Iron Mountain InSight Intelligent Document Processing whitepaper
Successful organisations can leverage both physical and digital information to make informed decisions, better understand customers, innovate and grow, all while quickly responding to audit requests.
Successful organisations can leverage both physical and digital information to make informed decisions, better understand customers, innovate and grow, all while quickly responding to audit requests.
Too much knowledge and information remain trapped because organisations can’t access, comprehend or use the data contained within documents. But even in organisations digitising documents, challenges remain in managing unstructured, semi-structured and structured data types in a wide variety of siloed application environments.
The gulf between those organisations effectively extracting, managing, and leveraging their information and those that don’t will continue to widen, as artificial intelligence (AI) and machine learning (ML) are rapidly making their way into every aspect of our lives. It’s an AI world, and successful organisations will harness this technology.
With Iron Mountain Intelligent Document Processing (IDP), you can:
- Quickly turn documents into information you can use by digitising, extracting, classifying and verifying information with speed and accuracy so you can make more informed decisions, and enhance customer service.
- Increase productivity by creating your own customised, automated document processing workflows, and/or leverage a team of AI experts, so you can innovate and grow.
- Reduce time, effort, cost and errors with intelligently extracted and classified data so you can speed time to discovery or audit response.
Iron Mountain InSight Intelligent Document Processing
The evolution of document processing
OCR helped to usher in the first wave of digital document management in a world that was still primarily driven by physical document handling. The conversion of paper documents to text-enabled enterprise document management solutions, however, the process and workflow revolved around storage and retrieval of documents. While an important step forward, teams needed to structure, enrich and tag the information.
Document and information management has grown, fueled by the efficiency and productivity gains that electronic records could provide, but it was the addition of machine learning (ML) that truly unlocked the opportunity. By adding intelligence, through AI and ML, a new generation of document management has emerged: Intelligent Document Processing (IDP).
Iron Mountain InSight IDP includes high-speed scanning, data extraction, classification and enrichment. Human in the loop (HITL) is available to manage exceptions and to refine and retrain AI models leveraged in the system. The document processing workflow can be customised for your specific workloads, applications and environment via managed services. Or, you can create your own document processing workflow in the low-code development environment with an AI model library, tools for labeling and training, monitoring and exception processing.

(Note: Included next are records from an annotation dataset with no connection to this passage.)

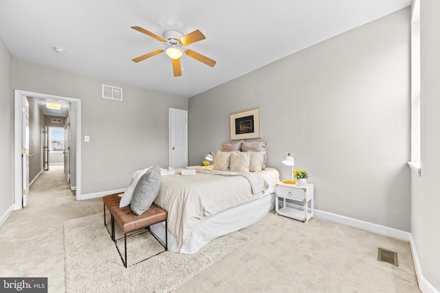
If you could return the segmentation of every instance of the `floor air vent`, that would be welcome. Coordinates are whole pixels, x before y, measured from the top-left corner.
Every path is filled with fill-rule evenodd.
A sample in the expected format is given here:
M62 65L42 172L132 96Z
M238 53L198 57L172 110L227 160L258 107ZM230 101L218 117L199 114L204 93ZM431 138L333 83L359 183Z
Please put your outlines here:
M395 253L394 251L387 250L380 248L377 253L377 260L391 263L395 266L399 266L397 253Z

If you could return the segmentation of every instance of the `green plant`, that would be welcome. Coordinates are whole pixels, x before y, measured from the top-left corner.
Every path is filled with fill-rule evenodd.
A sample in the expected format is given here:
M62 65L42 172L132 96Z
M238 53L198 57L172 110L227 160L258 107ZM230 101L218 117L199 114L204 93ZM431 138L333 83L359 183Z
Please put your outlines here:
M309 177L309 174L306 170L302 170L300 169L296 169L294 172L294 177L296 179L302 179L307 178Z

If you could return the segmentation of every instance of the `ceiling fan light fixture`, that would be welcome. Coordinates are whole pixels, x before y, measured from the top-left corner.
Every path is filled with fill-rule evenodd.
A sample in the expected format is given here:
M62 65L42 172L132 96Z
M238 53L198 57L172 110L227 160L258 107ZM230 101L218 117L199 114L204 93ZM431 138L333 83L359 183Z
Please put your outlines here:
M54 47L54 50L55 50L55 51L58 54L63 54L65 51L64 49L60 47Z
M182 50L176 47L170 47L165 50L166 55L171 59L179 59L184 54Z

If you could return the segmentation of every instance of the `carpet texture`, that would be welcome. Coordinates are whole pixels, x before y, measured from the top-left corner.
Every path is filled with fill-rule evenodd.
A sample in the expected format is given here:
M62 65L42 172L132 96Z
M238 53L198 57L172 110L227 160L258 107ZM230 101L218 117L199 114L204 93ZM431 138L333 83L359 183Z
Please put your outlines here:
M166 251L125 268L102 213L69 220L64 224L66 292L173 291L249 239L235 232L212 241L193 255ZM128 239L127 247L129 266L146 257L148 252L163 250L149 233Z

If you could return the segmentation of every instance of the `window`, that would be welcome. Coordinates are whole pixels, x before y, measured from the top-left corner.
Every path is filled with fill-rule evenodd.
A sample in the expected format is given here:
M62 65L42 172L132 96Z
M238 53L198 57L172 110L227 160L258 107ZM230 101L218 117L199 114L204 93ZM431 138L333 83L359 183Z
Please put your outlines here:
M64 129L50 128L50 150L52 151L64 150Z

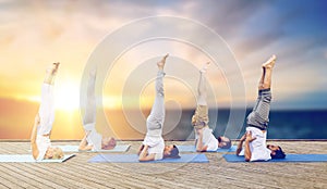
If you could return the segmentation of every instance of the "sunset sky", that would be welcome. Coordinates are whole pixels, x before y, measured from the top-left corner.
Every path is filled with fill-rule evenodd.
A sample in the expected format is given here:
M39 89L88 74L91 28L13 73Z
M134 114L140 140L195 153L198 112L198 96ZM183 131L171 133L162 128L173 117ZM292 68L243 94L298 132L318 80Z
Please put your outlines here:
M177 16L198 23L220 36L221 45L230 49L235 61L232 64L215 62L217 60L194 48L193 40L140 41L134 48L121 52L116 62L102 60L105 64L112 65L110 72L97 67L106 78L105 85L97 84L102 89L99 90L102 93L98 94L102 97L105 108L149 108L154 99L152 79L155 77L155 63L169 52L165 85L171 108L194 108L197 68L207 61L214 62L208 72L208 102L219 108L230 108L231 101L237 106L252 106L261 64L276 54L272 109L326 109L326 7L324 0L0 0L1 102L38 102L45 70L59 61L62 64L56 81L57 108L59 111L76 112L84 70L101 41L137 20ZM135 30L126 34L146 36L156 29L162 30L145 26L142 34ZM203 30L183 25L165 29L177 36L192 36L194 40L201 40L203 47L198 48L206 48L213 40ZM106 53L110 55L110 49L126 41L122 36L117 42ZM221 60L225 55L221 54ZM229 79L233 74L242 79ZM231 94L230 88L238 86L244 90ZM11 121L10 117L5 117L5 122L3 119L5 109L13 105L10 102L1 104L1 128L8 127ZM27 111L32 115L36 108ZM19 122L15 121L17 125L25 124ZM82 127L80 135L81 130Z

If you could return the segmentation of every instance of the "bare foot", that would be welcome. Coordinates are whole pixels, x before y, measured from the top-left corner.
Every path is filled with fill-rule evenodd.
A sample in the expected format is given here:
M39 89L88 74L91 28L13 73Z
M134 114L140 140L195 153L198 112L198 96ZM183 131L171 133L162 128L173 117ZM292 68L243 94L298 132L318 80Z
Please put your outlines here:
M56 75L59 68L59 62L52 63L52 66L47 70L47 73L50 75Z
M209 65L210 65L210 62L207 62L207 63L199 70L199 72L201 72L201 73L206 73L207 70L208 70L208 67L209 67Z
M169 54L166 54L160 62L157 63L159 70L164 70L165 67L165 63L166 63L166 59L168 58Z
M96 77L97 75L97 70L96 68L92 68L88 73L89 77Z
M266 61L265 63L263 63L263 68L272 68L276 62L276 55L271 55L270 59L268 59L268 61Z

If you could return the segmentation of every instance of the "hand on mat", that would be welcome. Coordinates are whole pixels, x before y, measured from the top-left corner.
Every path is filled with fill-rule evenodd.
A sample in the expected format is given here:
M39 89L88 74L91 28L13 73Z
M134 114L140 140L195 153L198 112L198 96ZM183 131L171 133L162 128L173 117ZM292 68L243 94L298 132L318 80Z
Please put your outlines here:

The Intelligent Document Processing platform
The Iron Mountain InSight IDP platform is designed to integrate into an organisation’s content management and document workflows, providing intelligence that spans from ingestion of information through to data visualisation and processing automation. Key elements of the platform include accuracy, efficiency, predictability and visibility — areas where an IDP solution needs to be able to scale — to meet not only the needs for today, but also the needs of the future.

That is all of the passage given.